First day of not just a new year but a brand spanking new decade and I'm sitting on a bed in a room I've never been in before today. I have found myself volunteering to chill at the house of my technically ex-step-Zayda's girlfriend's son's house as like a mostly hands off babysitter while the son and his family are away on vacation. It doesn't really seem like it's particularly important I be here, but just more of a fail safe and allowing my step mother (technically ex... her and my father split when I was in college) and her sister to relax a bit since my Zayda has Alzheimer's. This blended family of mine can certainly be such a bear to explain to people...it's always interesting to see how some of the men I've been going out on dates with react to the convolutedness of it all. It's definitely why for me, the holidays are mostly stressful and I don't ever really look forward to them. It's a lot of running around and driving to try and manage to see all the different camps. I still have two family get-togethers this coming Saturday that I'll have to leave one early and get to the other one late. Seriously in need of some alone time and vegging the fuck out and I'm not sure I'm going to have the opportunity for that any time soon. If I really feel burned out before I have that chance I might take some PTO, I'm really not trying to start things off ignoring my body's signals.
I'm pretty excited for this decade and honestly have no real agenda for where I hope to be by the end of it. I definitely have goals and ideas but it truly feels like life could go in a number of different directions at this point. Getting married again and starting a family is certainly a potential, but no longer one I have strong feelings about needing to happen. I've been thinking a lot about adoption lately and orphans in general and have this idea bouncing around in this head of mine about starting a group home at some point. I'm also currently obsessed with the idea of buying a house of my own with the intent of my twin living with me and really making it a home and safe space for both of us. To live with someone who loves me and does have my best interests at heart. That maybe if we both could learn what it feels like to have that support we will stop engaging in relationships that are not healthy for us. I also love the idea of having at least one extra room for guests and space for him to do his art and maybe even having an additional room where maybe we foster kids who have no where else to go and I can start to learn more about that world and that process. I want to own something because I want the security of knowing I'm gonna be there for a good long while and then can allow myself to get invested and involved in my local community and possibly running for office. Lately I keep having thoughts about wanting to a write a memoir and using my journals as the structure for it. I recently wrote a short story to help process some of my heart ache and it was definitely something I enjoyed, so maybe I should take that thought a little more seriously. And as always, so many plans and ideas for future adventure trips, vacations, and concerts. I am so pumped for all the places I will see and all the amazing food I will eat and the beautiful music I will hear. So many options and so many paths I really can't wait to see where I land.

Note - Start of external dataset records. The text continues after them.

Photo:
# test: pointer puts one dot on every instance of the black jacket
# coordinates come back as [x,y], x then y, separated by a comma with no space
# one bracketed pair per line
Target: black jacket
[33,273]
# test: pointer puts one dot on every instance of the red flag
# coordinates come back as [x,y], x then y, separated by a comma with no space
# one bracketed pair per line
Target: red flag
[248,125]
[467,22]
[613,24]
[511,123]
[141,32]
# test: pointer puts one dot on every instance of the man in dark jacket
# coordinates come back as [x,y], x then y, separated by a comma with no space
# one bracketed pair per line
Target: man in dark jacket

I can't remember the last time I felt this excited and hopeful and optimistic. I'm smiling as I type this and I sincerely hope I can manage to hold on to this feeling. Even though I know there will be times across this next decade where it will be so hard to find that silver lining, I have a strange sense of knowing that I'll always manage to bring myself back to this place of hopefulness. While perhaps this trait has caused me to potentially be delusional about certain situations, my unwavering optimism about the potential that life has to offer may be my favorite quality. Cheers to 2020 and all of what lays ahead.